Les paradigmes de traitement de la leucémie lymphoïde chronique (LLC) et du lymphome à cellules du manteau (LCM) ont connu une évolution rapide ces dernières années. Dans ce commentaire, Anthony Mato, MD, MSCE, et Brad S. Kahl, MD, discutent de certaines études présentées lors de l’assemblée annuelle de l’American Society of Clinical Oncology (ASCO) de 2022 et de leur impact potentiel sur les normes de soins actuelles de ces tumeurs malignes hématologiques.

LCM : SHINE

Brad S. Kahl, MD :
L’étude SHINE de phase III a été conçue pour évaluer l’ajout de l’inhibiteur de BTK, ibrutinib au traitement de première intention chez les patients plus âgés atteints de LCM, et les résultats n’ont pas été très concluants. SHINE est une étude en cours concernant la prise d’ibrutinib associé à la bendamustine/rituximab (BR) par rapport à BR seul pour le traitement du LCM de phase II à IV nouvellement diagnostiquée (N=523), avec comme principal critère d’évaluation la survie sans progression (SSP). Les patients ayant obtenu une réponse après 6 cycles ont poursuivi le traitement d’entretien de rituximab plus ibrutinib (ou un placebo) pendant un maximum de 12 doses supplémentaires de rituximab. L’ibrutinib (ou le placebo) a été poursuivi jusqu’à ce que la progression ou la toxicité soit inacceptable. BR est une approche thérapeutique couramment utilisée pour traiter le LCM aux États-Unis et dans le monde entier.

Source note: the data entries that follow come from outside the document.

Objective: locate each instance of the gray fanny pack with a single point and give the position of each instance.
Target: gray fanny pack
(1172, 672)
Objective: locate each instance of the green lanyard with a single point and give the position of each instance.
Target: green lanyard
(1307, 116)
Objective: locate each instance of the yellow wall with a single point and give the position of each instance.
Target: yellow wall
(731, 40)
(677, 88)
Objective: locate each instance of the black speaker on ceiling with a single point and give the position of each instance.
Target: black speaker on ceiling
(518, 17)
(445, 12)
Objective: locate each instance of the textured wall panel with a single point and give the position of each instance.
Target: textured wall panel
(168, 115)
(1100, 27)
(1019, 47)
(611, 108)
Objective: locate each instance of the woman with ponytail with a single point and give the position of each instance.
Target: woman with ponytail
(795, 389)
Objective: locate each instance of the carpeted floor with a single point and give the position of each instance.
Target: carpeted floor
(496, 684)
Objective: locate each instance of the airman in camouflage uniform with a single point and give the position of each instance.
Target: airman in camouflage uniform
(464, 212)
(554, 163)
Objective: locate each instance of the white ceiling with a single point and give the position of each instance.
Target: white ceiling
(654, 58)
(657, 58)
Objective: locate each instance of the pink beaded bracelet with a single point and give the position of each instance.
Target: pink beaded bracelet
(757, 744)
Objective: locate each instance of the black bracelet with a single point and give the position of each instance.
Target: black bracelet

Il convient de noter que l’âge médian était de 71 ans. Il s’agissait donc d’une population atteinte de LCM relativement âgée. Les résultats ont montré que la SSP médiane était 2,3 ans plus longue avec l’ajout de l’ibrutinib au BR, à 80,6 mois, comparé à 52,9 mois avec le BR plus du placebo (RR : 0,75; P = 0,01). Cela dit, en regardant les courbes de SSP et les points de référence, la différence de SSP semble moins prononcée, avec une différence d’environ 10 % entre les 2 groupes après 3, 4 et 5 ans de suivi. À 5 ans, environ 50 % du groupe témoin étaient toujours en rémission comparé à environ 60 % pour ceux ayant reçu de l’ibrutinib. Les taux de réponse étaient très similaires entre les groupes, avec 89,7 % pour le groupe BR plus ibrutinib et 88,5 % pour le groupe BR plus placebo. En outre, il n’y avait pas de différence significative dans la survie globale (SG) : la médiane n’a été atteinte dans aucun des deux groupes et, à 84 mois, le taux SG était de 57 % avec le placebo comparé à 55 % avec l’ibrutinib. L’ibrutinib ajoute une certaine toxicité, notamment davantage de saignements, de fibrillation auriculaire, d’hypertension, d’arthralgies et d’infections.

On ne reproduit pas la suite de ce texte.